Once everything setup, I was able to receive samples. The code is quite simple, it uses a socket to connect to the rtl_tcp server, and then reads samples from it. Here is a part of the read_samples function, that reads and processes the signals:

As we can see, it computes IQ samples. I and Q refer to two components of a complex baseband signal. They capture both amplitude and phase of the RF signal.

Well, anyways:

☑ ~~Find a way of getting the radio signals on my PC~~

Creating Randomness

The next step is building the "randomizer". It is basically a function that will take, as an input, samples from our SDR, and output a seed we will base our calculations on later.

To do this, I've tried a couple of ways (2, actually), but the most efficient method was using Phase difference.

The phase is the angle of the signal at a given moment. It can be easily calculated using both values of an IQ sample using this formula:
angle = atan2(Q, I).

We'll do this for both the current iteration value (n), and the previous one (n-1).

After getting both angles, we will retrieve the phase difference, that will tell us in which direction the signal rotated since the previous sample. It can be done like this: delta = (current_angle - previous_angle + π) % 2π - π

The wrapping in π is to ensure that the result stays between -π and +π, and doesn't make big jumps, like going from 2° to -359° just by rotating 3°.

We got the rotation angle, but that value is still too complex to be properly processed. We will reduce it to a simple bit. The easiest way to do this is by checking its direction:
bit = delta > 0 ? 1 : 0

Now that we got a bit, we're simply repeating this n samples times, to get a randomly generated bits array.

But there's a problem. After running the program, and logging some statistics, I observed more 1s than 0s, which isn't great, since the program would tend to go on the 1 side more than the 0 one.

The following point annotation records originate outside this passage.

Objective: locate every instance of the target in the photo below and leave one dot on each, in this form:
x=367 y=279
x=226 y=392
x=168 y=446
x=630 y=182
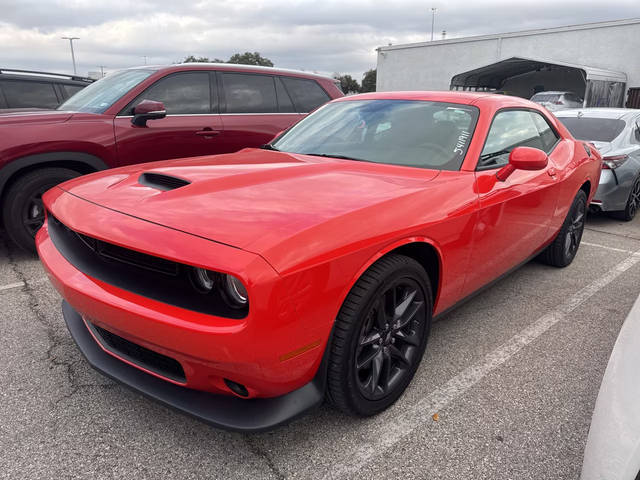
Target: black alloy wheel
x=379 y=336
x=564 y=247
x=22 y=209
x=389 y=339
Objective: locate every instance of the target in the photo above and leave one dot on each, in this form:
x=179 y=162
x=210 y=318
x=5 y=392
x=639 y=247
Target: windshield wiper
x=332 y=155
x=268 y=146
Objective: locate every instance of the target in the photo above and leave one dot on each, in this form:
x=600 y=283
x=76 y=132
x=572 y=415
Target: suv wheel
x=23 y=212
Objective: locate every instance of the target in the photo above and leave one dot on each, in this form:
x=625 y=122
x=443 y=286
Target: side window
x=285 y=105
x=71 y=90
x=548 y=136
x=306 y=94
x=29 y=94
x=181 y=93
x=246 y=93
x=509 y=129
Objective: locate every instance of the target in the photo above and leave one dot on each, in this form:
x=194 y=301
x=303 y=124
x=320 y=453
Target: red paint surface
x=299 y=231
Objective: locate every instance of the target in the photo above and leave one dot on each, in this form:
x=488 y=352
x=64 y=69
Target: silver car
x=616 y=133
x=554 y=101
x=613 y=445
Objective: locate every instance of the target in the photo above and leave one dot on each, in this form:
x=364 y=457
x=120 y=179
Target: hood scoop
x=160 y=181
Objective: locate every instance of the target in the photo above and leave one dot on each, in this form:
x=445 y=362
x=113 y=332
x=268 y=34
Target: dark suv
x=144 y=114
x=26 y=89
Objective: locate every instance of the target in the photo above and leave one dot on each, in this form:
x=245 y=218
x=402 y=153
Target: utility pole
x=73 y=57
x=433 y=20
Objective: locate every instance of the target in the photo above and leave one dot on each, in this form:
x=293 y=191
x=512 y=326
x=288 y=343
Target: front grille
x=139 y=355
x=147 y=275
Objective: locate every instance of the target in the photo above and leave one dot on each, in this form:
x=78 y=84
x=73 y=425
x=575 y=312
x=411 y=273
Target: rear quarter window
x=593 y=129
x=307 y=94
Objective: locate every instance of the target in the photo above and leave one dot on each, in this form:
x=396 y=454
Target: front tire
x=380 y=336
x=564 y=247
x=23 y=212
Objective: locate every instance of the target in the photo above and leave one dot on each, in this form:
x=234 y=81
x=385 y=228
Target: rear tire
x=23 y=212
x=564 y=247
x=633 y=204
x=379 y=336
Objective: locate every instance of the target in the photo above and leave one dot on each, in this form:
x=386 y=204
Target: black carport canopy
x=495 y=75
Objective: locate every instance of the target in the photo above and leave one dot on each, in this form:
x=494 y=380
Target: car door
x=514 y=216
x=255 y=108
x=191 y=128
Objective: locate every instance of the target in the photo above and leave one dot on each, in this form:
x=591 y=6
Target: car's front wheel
x=23 y=211
x=380 y=336
x=564 y=247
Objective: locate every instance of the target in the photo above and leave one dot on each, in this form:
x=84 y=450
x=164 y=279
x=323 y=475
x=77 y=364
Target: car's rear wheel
x=633 y=204
x=380 y=336
x=23 y=211
x=564 y=247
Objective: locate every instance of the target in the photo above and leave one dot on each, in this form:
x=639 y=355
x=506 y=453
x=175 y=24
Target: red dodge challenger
x=245 y=288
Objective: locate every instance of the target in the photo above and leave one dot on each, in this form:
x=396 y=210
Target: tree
x=192 y=59
x=369 y=81
x=347 y=83
x=248 y=58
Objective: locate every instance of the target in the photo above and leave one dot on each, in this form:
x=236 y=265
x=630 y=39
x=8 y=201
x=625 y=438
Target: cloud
x=327 y=36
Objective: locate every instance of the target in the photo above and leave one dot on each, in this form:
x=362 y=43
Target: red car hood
x=253 y=199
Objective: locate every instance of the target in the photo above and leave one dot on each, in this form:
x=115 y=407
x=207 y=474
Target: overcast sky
x=323 y=36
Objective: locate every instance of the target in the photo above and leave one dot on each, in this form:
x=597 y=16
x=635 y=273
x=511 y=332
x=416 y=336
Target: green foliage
x=248 y=58
x=369 y=81
x=347 y=83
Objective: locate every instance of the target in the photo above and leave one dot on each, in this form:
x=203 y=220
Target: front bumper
x=230 y=413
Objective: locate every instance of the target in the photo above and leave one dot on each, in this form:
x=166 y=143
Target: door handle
x=207 y=132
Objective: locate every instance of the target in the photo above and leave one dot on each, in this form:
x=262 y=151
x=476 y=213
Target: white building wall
x=431 y=65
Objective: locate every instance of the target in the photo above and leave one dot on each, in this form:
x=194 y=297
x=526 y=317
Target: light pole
x=73 y=57
x=433 y=20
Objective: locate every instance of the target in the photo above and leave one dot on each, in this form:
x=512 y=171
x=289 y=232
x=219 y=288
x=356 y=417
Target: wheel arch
x=78 y=161
x=423 y=250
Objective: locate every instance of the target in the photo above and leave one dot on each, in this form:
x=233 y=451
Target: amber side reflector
x=299 y=351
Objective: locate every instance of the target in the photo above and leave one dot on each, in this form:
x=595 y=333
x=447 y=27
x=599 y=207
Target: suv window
x=285 y=105
x=249 y=93
x=181 y=93
x=71 y=90
x=511 y=129
x=29 y=94
x=306 y=94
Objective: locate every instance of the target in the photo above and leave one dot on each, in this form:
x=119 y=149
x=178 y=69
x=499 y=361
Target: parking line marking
x=390 y=427
x=11 y=285
x=614 y=249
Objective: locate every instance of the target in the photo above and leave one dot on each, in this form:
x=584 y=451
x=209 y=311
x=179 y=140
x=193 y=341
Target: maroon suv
x=141 y=115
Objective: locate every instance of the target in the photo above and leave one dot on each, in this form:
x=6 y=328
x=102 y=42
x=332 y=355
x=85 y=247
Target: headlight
x=235 y=292
x=202 y=280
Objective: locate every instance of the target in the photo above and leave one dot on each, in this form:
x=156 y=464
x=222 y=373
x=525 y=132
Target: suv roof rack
x=35 y=72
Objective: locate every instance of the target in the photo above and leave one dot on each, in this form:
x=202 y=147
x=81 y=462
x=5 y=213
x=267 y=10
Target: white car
x=554 y=101
x=613 y=445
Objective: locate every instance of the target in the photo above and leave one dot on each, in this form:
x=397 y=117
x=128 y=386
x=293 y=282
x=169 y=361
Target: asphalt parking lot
x=513 y=376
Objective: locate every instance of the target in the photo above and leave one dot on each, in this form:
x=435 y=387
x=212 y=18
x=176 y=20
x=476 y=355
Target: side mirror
x=523 y=158
x=147 y=110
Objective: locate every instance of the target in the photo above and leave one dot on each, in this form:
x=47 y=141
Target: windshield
x=100 y=95
x=396 y=132
x=593 y=129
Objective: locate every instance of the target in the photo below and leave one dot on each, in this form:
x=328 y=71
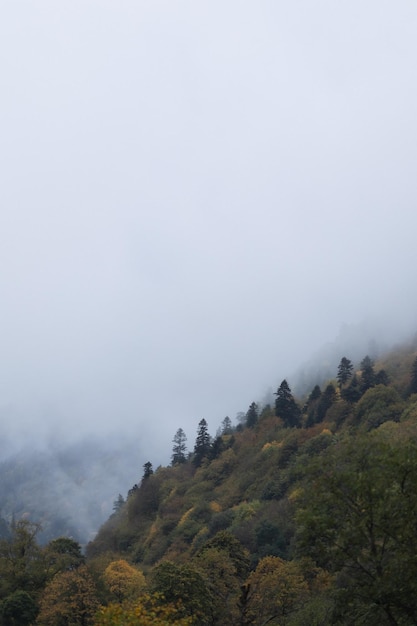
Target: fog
x=195 y=197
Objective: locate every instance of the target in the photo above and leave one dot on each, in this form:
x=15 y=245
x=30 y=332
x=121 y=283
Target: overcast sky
x=195 y=196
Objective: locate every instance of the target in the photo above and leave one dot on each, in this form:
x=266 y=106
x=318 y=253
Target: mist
x=195 y=197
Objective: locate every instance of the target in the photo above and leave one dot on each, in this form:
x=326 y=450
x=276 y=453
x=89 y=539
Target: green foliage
x=412 y=387
x=252 y=415
x=202 y=443
x=357 y=517
x=184 y=585
x=179 y=448
x=18 y=609
x=378 y=405
x=285 y=406
x=344 y=371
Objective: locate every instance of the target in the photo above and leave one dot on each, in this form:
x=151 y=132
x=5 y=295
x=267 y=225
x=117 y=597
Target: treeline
x=302 y=514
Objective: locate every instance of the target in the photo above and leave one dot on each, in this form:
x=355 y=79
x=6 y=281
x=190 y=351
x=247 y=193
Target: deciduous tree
x=69 y=599
x=123 y=580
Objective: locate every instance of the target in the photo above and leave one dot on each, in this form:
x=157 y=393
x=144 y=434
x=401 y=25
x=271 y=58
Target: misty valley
x=301 y=511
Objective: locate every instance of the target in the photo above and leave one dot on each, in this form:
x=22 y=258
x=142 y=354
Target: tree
x=344 y=371
x=273 y=592
x=286 y=407
x=252 y=415
x=21 y=560
x=223 y=583
x=367 y=374
x=62 y=554
x=412 y=387
x=179 y=448
x=326 y=400
x=147 y=470
x=185 y=585
x=202 y=443
x=227 y=428
x=118 y=504
x=352 y=393
x=18 y=609
x=123 y=580
x=227 y=543
x=356 y=517
x=69 y=599
x=146 y=611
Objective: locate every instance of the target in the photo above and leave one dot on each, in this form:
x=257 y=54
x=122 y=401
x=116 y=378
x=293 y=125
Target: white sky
x=194 y=196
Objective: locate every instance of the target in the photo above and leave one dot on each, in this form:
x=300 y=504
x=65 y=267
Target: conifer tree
x=179 y=448
x=344 y=371
x=367 y=374
x=285 y=406
x=412 y=388
x=226 y=426
x=202 y=443
x=252 y=415
x=147 y=470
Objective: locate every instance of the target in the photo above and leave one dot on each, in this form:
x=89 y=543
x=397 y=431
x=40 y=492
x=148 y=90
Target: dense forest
x=302 y=514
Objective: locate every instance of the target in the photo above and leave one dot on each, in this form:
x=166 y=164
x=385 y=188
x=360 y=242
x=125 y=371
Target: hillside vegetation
x=302 y=514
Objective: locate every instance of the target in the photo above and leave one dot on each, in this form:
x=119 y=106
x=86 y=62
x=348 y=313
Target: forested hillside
x=301 y=514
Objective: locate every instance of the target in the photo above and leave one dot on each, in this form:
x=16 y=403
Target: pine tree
x=367 y=374
x=286 y=407
x=202 y=443
x=179 y=448
x=147 y=470
x=252 y=415
x=227 y=428
x=344 y=371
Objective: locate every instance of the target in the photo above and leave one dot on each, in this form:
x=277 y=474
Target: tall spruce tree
x=252 y=415
x=367 y=374
x=202 y=443
x=179 y=448
x=285 y=406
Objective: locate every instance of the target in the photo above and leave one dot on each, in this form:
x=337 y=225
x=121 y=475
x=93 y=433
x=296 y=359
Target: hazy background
x=195 y=196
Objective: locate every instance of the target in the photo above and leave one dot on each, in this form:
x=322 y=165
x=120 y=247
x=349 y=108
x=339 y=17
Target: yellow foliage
x=148 y=611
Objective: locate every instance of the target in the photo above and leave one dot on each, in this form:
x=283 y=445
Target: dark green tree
x=202 y=443
x=18 y=609
x=352 y=393
x=367 y=374
x=62 y=555
x=118 y=504
x=310 y=408
x=227 y=428
x=184 y=585
x=179 y=448
x=147 y=470
x=412 y=387
x=326 y=400
x=252 y=415
x=359 y=522
x=344 y=371
x=382 y=378
x=286 y=408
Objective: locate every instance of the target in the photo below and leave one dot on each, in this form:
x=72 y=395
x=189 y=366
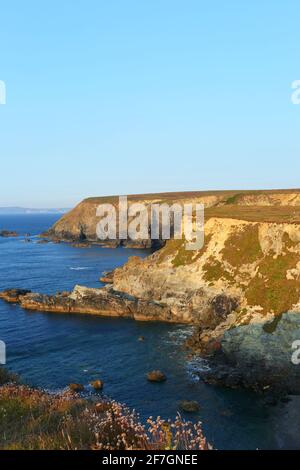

Fixing that is easy, and there are plenty of methods available. I used a very simple one: XOR-ing all the values together, to spread the 1s and 0s. For those who don't know what it implies, it is a simple bit operation:

0 & 0 -> 0
0 & 1 -> 1
1 & 0 -> 1
1 & 1 -> 0

I used that to compare both bits each others, and the results were perfect: we went from a near 20% difference to a max of around 2%.

Finally, for convenience, I'm hashing the results to get an uniform seed to continue with (using SHA256).

☑ ~~Process the signals to generate randomness~~

Code explained in this part

Building the Core Functionalities

We now have our random seed source, but now we have to let the user actually use it.

My first plan: every time someone calls .random(), grab fresh samples from the SDR, generate a seed, and convert it to a float.

This was painfully slow: we were hitting the hardware for every single random number.

Solution: make it hybrid. Use a fast Pseudo-Random Number Generator (PRNG) that gets periodically reseeded with fresh radio entropy, instead of hitting the SDR every time.

This was fairly straightforward to achieve:

We first update our seeder to update its seed each X milliseconds, using a runner thread.
Then, we create a Pseudo-Random Number generator. I used a simple Linear Congruential Generator (LCG), made with the help of this very good video.
We change our code to constantly feed the generator with our new seed.

Now the code uses the LCG as a base, but it is always reseeded with our seeds taken from our radio samples.

Now, let's build our core random class, that we will call RFDom. We will optionally pass arguments to it, such as the rtl_tcp host, frequency ranges to scan, gain, and other settings.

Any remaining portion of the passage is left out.